After teary prayers were said for Gimpy last night, on the eve of the autumnal equinox,  we did what may be one of the pardoxes of farm life, at least for a newbie like me. After pouring out my love and nurturing on a lame chicken for the day, we sat down to a meal of the leftovers from Saturday’s dinner with our pilot friend, ratatouille made with our own tomatoes, peppers, summer squash, eggplant, and herbs, mashed potatoes dug up that afternoon, and our first roast chicken, one of the Rhode Island Red roosters that we killed ourselves, with grateful ceremony and the smell of lavender and sage smudge in the air, on Saturday morning.

 

While those roosters were not yet fully grown, we needed to “do” some to allow the management of the other chickens within the structures we have and to permit the hens to lay.

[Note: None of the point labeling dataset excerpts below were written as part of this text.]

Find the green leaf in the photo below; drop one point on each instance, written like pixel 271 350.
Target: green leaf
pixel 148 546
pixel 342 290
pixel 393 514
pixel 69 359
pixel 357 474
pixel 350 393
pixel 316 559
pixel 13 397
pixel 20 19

With the quantity of unsexed chicks we got in the spring we are “rooster heavy”, okay in one sense since we planned to consume some of the flock as meat birds, but difficult to get them to full grown first, due to their aggression towards the other roosters and hassling the hens who have been trying to lay. 

 

Our birds have been raised completely free-range, they have had the run of the field all summer, returning to their coop at night on their own to roost quietly together. But lately we have had to build an outdoor run for certain roosters, trying to determine who’s picking on whom in order to separate them successfully. One red rooster has run to the woods daily for the past week to get away from another, so now he gets “room service” down there with food and water rations delivered 200 feet away until he voluntarily returns to roost at night.

 

There’s officially just less than an hour left of Summer now, Autumn due to arrive I believe at 12:44 ADT. I think I will go down to the coop and check on Gimpy, help him feed and drink, put him out in his yard leaning against the hay bale. Maybe we’ll have a walk and a cuddle before I go to town. My Handsome Boy.